Ensayábamos en lo de Elisa, un departamento por Plaza Miserere, con un encargado ucraniano llamado Sorian y un living de doble circulación: dos puertas que comunicaban con el resto de la casa y que más tarde reproduciríamos en la escenografía. En esa casa aparecieron Estela, Liliana, Blanca, los tres personajes de la obra. Hallamos un posible eje dramático, un pueblo, la panadería donde transcurría todo, un posible final. Y acopiamos muchísimas escenas en desorden que volcábamos entre los cinco en un Blogspot lleno de referencias e ideas psicóticas para una puesta del futuro.
Habíamos encontrado cierta dinámica actoral que nos divertía. Ciertas mujeres. Pero ¿quiénes eran?, ¿dónde estaban? O, al fin y al cabo, ¿qué queríamos contar?
La primera crisis llegó cuando le mostramos 10 minutos de ese material caótico al programador de un teatro. “Cualquier cosa, los llamamos”. Un eufemismo que aunque típico nos cortó el rostro, el ego y el corazón. ¿Cómo tenerle confianza a lo deforme? Esa noche, mientras comíamos unas pizzas bastante feas en un barsucho de Palermo, nos propusimos darle lugar a la intuición y avanzar a toda costa. Catalina se bajó del proyecto; se sumó Maia Orihuela. También un escenógrafo, vestuarista, iluminadora, dos compositores que compusieron la música más hermosa del mundo. A los tres meses, ya éramos un equipo enorme con la camiseta puesta y una obra escrita. Septiembre de 2011, era hora de estrenar.
No fue fácil llevar 25 personas todos los viernes al VeraVera. Confieso haberla llamado a mi mamá para pedirle que volviera a verla, para hacer bulto. Pero esa sala chiquitita –perdón: íntima–, como pocas veces ocurre en las más reconocidas salas del off, nos alojó con amor, paciencia y ternura hasta que la cosa arrancó con todo. Unas semanas antes de que Impalpable bajara, el boca en boca empezó a correr. Salieron críticas en los diarios, la sala se llenaba sola, con muchas reservas por adelantado. Nos quedamos un año más en cartel, comimos mucha milanesa napolitana en Angelito, y cerramos dos temporadas con una gira por General Villegas, haciendo funciones en el cine donde Puig miraba las películas que lo habían conmovido. Ganamos.
A los tres meses, ya éramos un equipo enorme con la camiseta puesta y una obra escrita. Septiembre de 2011, era hora de estrenar.

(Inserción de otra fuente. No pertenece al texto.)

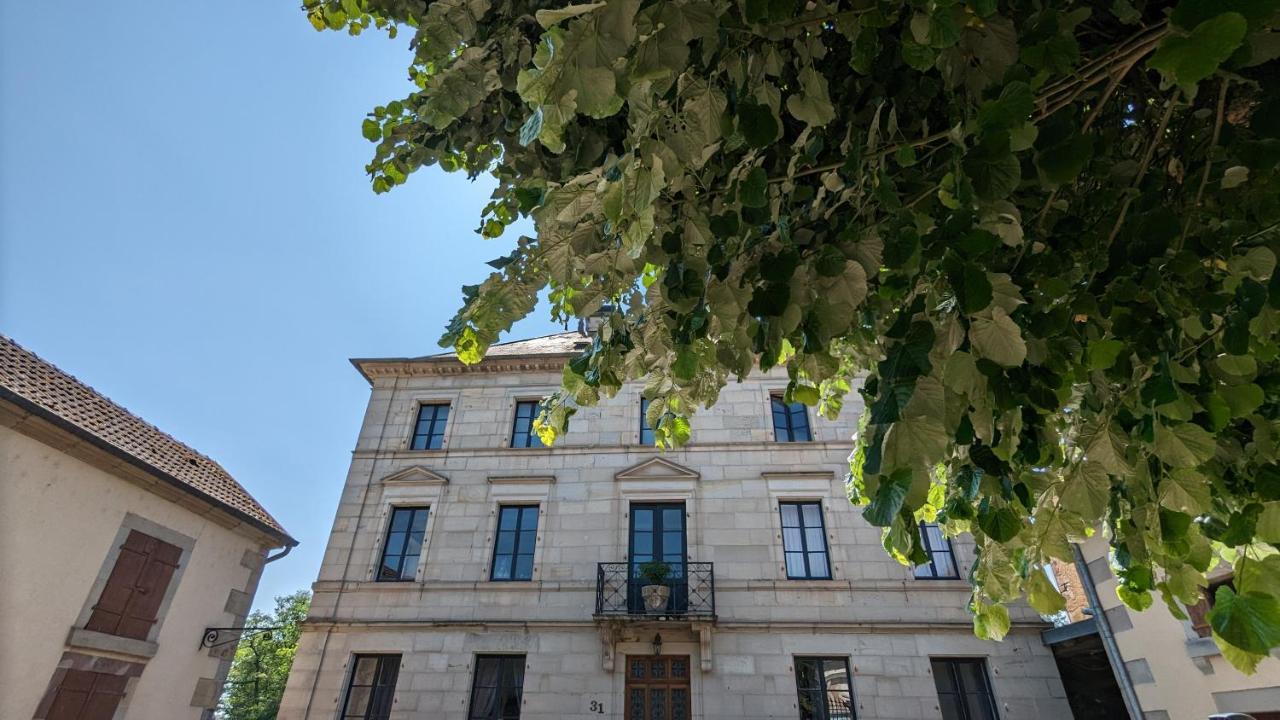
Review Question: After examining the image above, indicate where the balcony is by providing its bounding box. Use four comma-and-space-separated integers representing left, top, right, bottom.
595, 562, 716, 620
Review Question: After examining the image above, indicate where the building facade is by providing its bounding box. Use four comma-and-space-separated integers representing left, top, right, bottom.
279, 332, 1071, 720
0, 336, 297, 720
1046, 536, 1280, 720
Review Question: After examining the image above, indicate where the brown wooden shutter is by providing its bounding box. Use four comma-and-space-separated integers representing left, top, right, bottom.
45, 670, 129, 720
84, 530, 182, 641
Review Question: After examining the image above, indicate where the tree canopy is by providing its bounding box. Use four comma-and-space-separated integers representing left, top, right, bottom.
305, 0, 1280, 670
216, 591, 311, 720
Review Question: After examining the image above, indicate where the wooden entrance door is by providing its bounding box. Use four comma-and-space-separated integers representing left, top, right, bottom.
626, 655, 690, 720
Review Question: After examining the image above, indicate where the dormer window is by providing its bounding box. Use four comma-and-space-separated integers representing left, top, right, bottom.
511, 400, 545, 447
408, 402, 449, 450
769, 395, 813, 442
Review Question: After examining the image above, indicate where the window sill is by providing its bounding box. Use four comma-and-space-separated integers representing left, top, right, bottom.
1187, 638, 1222, 657
67, 628, 160, 662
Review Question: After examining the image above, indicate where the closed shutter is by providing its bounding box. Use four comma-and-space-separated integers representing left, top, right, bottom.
84, 530, 182, 641
45, 670, 129, 720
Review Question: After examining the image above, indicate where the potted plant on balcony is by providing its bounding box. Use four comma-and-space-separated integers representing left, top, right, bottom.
640, 560, 671, 615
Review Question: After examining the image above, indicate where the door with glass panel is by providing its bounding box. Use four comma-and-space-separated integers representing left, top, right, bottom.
627, 502, 689, 615
625, 655, 690, 720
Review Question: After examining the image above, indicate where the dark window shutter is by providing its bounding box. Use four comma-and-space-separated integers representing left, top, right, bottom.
45, 670, 129, 720
84, 530, 182, 641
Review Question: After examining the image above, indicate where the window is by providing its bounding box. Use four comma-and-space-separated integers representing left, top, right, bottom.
778, 502, 831, 580
378, 507, 428, 582
467, 655, 525, 720
84, 530, 182, 641
489, 505, 538, 580
769, 395, 813, 442
340, 655, 399, 720
41, 670, 129, 720
1187, 577, 1235, 638
640, 397, 654, 445
915, 523, 960, 580
929, 657, 1000, 720
408, 402, 449, 450
796, 657, 854, 720
511, 400, 543, 447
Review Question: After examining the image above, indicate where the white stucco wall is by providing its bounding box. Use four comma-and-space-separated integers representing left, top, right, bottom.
0, 427, 264, 720
280, 356, 1070, 720
1083, 534, 1280, 720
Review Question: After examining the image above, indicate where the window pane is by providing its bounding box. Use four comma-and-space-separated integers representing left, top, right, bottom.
634, 510, 653, 530
782, 502, 800, 528
787, 552, 808, 578
809, 552, 831, 578
800, 502, 822, 528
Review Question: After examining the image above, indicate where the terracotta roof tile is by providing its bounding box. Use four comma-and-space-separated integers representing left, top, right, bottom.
0, 334, 296, 544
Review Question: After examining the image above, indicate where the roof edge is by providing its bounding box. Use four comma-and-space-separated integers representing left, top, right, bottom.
0, 386, 298, 547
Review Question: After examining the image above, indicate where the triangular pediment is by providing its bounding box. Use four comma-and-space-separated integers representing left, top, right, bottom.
613, 457, 699, 480
380, 465, 449, 486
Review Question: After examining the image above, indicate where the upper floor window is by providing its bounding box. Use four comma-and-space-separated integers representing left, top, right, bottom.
915, 523, 960, 580
1187, 575, 1235, 638
778, 502, 831, 580
489, 505, 538, 580
84, 530, 182, 641
769, 395, 813, 442
408, 402, 449, 450
795, 657, 855, 720
467, 655, 525, 720
929, 657, 1000, 720
340, 655, 399, 720
511, 400, 543, 447
640, 397, 654, 445
378, 507, 428, 582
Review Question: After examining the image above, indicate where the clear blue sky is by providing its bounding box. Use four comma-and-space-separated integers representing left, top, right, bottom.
0, 0, 557, 607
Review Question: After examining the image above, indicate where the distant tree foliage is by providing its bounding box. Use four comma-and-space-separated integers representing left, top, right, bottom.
305, 0, 1280, 670
216, 591, 311, 720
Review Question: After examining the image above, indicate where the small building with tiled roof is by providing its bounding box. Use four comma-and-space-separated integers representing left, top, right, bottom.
0, 336, 297, 720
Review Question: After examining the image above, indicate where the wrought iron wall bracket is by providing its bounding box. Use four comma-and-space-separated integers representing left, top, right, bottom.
200, 625, 284, 648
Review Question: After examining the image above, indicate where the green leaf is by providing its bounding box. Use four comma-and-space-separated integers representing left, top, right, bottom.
978, 81, 1036, 132
978, 507, 1023, 542
737, 102, 780, 147
1059, 460, 1111, 523
737, 167, 769, 208
1208, 585, 1280, 655
1153, 423, 1217, 468
963, 133, 1023, 200
973, 603, 1009, 642
1147, 13, 1248, 92
969, 307, 1027, 368
1089, 338, 1129, 370
787, 65, 836, 127
1158, 470, 1210, 516
863, 469, 911, 528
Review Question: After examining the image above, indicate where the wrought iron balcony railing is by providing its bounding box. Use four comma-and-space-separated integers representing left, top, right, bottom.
595, 562, 716, 618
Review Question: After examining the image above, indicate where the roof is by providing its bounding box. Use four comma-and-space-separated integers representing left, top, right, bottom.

No hay nada más paralizante que el miedo a la muerte. Todavía quedaba mucho para dar pero el riesgo que implicaba cambiar de teatro era feroz. Irnos de una sala que nos cuidaba, a otra cuyo director no conocíamos, con una platea para 65 personas que tal vez nunca lograríamos llenar, y todo, ¿para qué? ¿para “crecer”? Sí. El paso al teatro El Extranjero fue cualitativo. La sala no sólo nos dio la chance de duplicar el público sino que contaba con un piano. ¡Un piano! Esa idea con la que coquetéabamos, a modo de delirio místico, de hacer la obra con la música de Bari y Niebur en vivo, era ahora una posibilidad. Y se volvió real.
Nos quedamos un año más en cartel, comimos mucha milanesa napolitana en Angelito, y cerramos dos temporadas con una gira por General Villegas, haciendo funciones en el cine donde Puig miraba las películas que lo habían conmovido. Ganamos.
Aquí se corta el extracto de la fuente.